The Conservative Party of the state of New York put on a 40th birthday celebration on Thursday that was a happy affair, complete with a freshly published history of the party by George Marlin -- "Fighting the Good Fight" -- but there were strains in the middle-aged lady of material political consequence. They had to do not only with the future of the party, but also with the future of George Pataki, who is governor of New York thanks to the crossover vote provided by the Conservatives in 1994.

The party has received major attention at its big affairs. Vice President George Bush was there at its 1984 party, and on Thursday, Vice President Dick Cheney was there, introduced by his illustrious wife, Lynne. It made for a nice opener when the vice president remarked that the year the Conservative Party was born, he was a student in Lincoln, Neb., courting his schoolmate, Lynne. "If she had married somebody else, he'd have been vice president today."

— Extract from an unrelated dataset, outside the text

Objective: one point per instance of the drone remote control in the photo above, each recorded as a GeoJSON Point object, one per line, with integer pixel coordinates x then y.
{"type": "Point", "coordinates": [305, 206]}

The program rollicked along, with no less than 36 honorees seated on the twin-decked dais, including fallen senators Alfonse D'Amato and James Buckley. George Pataki was the third speaker. In between, as second speaker, was the other Buckley, occupant of this space and Conservative candidate for mayor of New York in 1965.

The underlying question at the party was whether the leadership, under the amiable dirigiste hand of Michael Long, its chairman, had taken too many ideological shortcuts in agreeing to nominate Pataki for a third term notwithstanding Pataki's courtship of liberal support. State debt has soared under Governor Pataki; he has courted organized labor with extreme largesse, and on social issues he has been obsequiously accommodating. Buckley quoted the editorial in National Review that wonders "whether the only abortion law Governor Pataki would oppose would be one that threatened the rights of gays and lesbians."

There had been some talk of a challenge to Mr. Pataki by an enrolled Conservative, but the apparent challenger faded away before the dinner. The party heard then from Thomas Golisano, petitioning for a fight for the nomination. Golisano is a wealthy entrepreneur from Rochester who ran for governor twice before on the Independent line, a legacy of Ross Perot. He spent $10 million in 1998 and nosed out the Conservative line, occupying Row C.